Induced pluripotent stem cells apparently hold much more potential than they are presently believed to. Researchers at Stanford’s School of Medicine reveal a protein essential for the quick and efficient reprogramming of human skin cells to express embryonic stem cell genes.
Induced pluripotent stem cells are supposedly normal adult cells that have been manipulated to develop the stem-cell-like ability. Differentiating into other types of cells, these may be potentially used to repair damaged tissue and also treat the ravages of disease. However researchers suggest that the forming of these so-called iPS cells is both time-consuming and inefficient.
With this new finding, the researchers could probably overcome this obstacle faced in the generation of iPS and embryonic stem cells. The main hindrance was considered to be the removal of molecular tags called methyl groups from specific regions of cellular DNA. The stem cell genes are known to be silent in adult or differentiated cells minus this process of demethylation.
“The mechanism of DNA demethylation in mammals has eluded us for decades,” remarked Helen Blau, PhD, the Donald E. and Delia B. Baxter Professor and member of Stanford’s Institute for Stem Cell Biology and Regenerative Medicine. “Now we’ve identified a protein involved in targeted DNA demethylation, and we’ve also shown that it’s critically important in reprogramming adult cells to function more like their stem cell predecessors.”
A high-efficiency cell fusion strategy was used by the scientists to recognize the protein activation-induced cytidine deaminase, or AID. The protein is believed to be commonly involved in the immune system to generating germ-fighting antibodies. Blau and her colleagues however astonishingly discovered an unanticipated role of the protein in embryonic stem cells.
The generation of iPS cells, researchers suggest could be revolutionized by harnessing the activity of AID and other proteins with which it may work. Through a process called somatic cell nuclear transfer, it could also help in the building of embryonic stem cells. Both the processes supposedly depend on the removal of the molecular tags from particular regions of the DNA. The team further shares that iPS cells though similar with embryonic stem cells in certain parts, they may differ from them in important aspects.
Along with research scientist Nidhi Bhutani, PhD, and graduate student Jennifer Brady, Blau then developed a way to evaluate how directed nuclear reprogramming takes place. The researchers apparently fused mouse embryonic stem cells with human adult skin cells so as to create cells that include DNA from both species.
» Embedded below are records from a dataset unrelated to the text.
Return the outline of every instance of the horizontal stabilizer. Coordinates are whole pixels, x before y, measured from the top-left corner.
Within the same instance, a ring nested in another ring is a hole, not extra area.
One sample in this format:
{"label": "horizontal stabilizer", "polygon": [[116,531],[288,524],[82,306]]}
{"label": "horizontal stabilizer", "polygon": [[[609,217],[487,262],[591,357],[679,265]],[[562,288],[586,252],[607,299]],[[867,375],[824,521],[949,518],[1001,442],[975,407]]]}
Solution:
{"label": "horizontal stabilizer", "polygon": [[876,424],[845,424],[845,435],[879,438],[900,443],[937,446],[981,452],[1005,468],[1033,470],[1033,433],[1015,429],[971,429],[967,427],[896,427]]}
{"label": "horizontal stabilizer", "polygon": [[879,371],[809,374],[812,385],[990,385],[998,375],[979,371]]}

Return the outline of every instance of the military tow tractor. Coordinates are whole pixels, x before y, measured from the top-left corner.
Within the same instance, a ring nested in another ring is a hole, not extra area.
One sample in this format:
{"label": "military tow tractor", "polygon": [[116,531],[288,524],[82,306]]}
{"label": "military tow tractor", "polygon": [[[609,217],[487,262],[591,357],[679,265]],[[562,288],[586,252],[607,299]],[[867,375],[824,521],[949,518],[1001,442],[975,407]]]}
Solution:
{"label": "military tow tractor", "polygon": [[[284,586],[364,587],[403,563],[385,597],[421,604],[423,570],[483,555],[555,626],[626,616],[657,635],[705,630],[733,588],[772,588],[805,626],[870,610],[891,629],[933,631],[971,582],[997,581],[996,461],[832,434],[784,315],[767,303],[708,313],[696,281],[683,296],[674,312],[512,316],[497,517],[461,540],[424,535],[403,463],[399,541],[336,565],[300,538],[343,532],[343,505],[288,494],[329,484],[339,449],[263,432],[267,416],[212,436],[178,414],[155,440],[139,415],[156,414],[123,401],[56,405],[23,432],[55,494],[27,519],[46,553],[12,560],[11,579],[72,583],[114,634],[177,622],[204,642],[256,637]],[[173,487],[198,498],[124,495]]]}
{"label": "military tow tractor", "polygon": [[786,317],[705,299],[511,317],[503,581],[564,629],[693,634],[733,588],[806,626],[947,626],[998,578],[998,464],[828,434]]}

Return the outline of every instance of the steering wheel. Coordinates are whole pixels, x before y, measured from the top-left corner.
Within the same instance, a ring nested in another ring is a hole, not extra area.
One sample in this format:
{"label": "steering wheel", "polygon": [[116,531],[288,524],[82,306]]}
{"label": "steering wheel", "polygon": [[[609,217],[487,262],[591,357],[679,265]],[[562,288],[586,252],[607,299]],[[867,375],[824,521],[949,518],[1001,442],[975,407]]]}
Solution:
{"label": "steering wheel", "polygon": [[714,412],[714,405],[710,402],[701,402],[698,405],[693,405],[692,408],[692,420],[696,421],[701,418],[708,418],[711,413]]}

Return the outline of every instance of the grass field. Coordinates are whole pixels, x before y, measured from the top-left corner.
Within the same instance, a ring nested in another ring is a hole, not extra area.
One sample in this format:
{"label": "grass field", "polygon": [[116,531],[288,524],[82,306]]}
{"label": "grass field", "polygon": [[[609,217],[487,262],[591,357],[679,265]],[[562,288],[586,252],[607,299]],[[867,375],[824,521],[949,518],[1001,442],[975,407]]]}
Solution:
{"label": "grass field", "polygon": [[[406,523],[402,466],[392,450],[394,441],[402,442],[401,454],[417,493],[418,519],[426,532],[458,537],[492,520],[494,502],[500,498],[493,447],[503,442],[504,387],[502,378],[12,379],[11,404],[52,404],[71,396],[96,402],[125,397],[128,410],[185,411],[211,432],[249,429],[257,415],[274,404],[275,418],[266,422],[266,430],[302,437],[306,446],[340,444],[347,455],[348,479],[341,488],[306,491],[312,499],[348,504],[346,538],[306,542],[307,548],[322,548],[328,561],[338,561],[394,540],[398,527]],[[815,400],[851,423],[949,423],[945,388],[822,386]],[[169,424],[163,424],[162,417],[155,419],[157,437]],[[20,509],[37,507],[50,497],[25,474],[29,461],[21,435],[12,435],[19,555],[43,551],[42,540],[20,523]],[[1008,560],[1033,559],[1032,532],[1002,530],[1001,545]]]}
The researchers could identify the gene products originated from the human nucleus as though the cellular factors mingle freely; there were differences in the gene sequences between the two species. Nearly 70 percent of the cells were observed to have turned on human pluripotency genes within days of the fusion.
The scientists saw that there was something in the mouse embryonic stem cells that was inducing a quick alteration in the DNA methylation status of these human skin cells. It was speculated that AID from the mouse embryonic stem cells could be the cause. The researchers uncovered that on blocking AID expression in the fused cells, the expression of the human pluripotent genes appeared to have dropped to nearly nothing.
When it was added back, it seemed to have restored the genes’ expression. The expression patterns appeared to have reflected the methylation status of the DNA around the genes. Apparently, they found that silent genes were methylated and active genes were unmethylated. Eventually, the scientists could demonstrate that AID clasped to methylated but not unmethylated regions of the genes.
“It’s clear that AID plays a crucial role in directed reprogramming of cells to pluripotency,” mentioned Blau. “Most of our previous efforts to study DNA demethylation in mammals have resulted in very subtle changes in methylation status. This isn’t subtle.”
Presently, the researchers claim to be further testing the work of AID. They hope to look at whether addition of AID to adult mouse cells could in fact convert them to iPS cells more efficiently, or minus the addition of other pluripotency genes. Besides, they are also working to identify other AID-associated factors that may be involved in the demethylation process.
The research is published online Dec. 21, 2009 in Nature.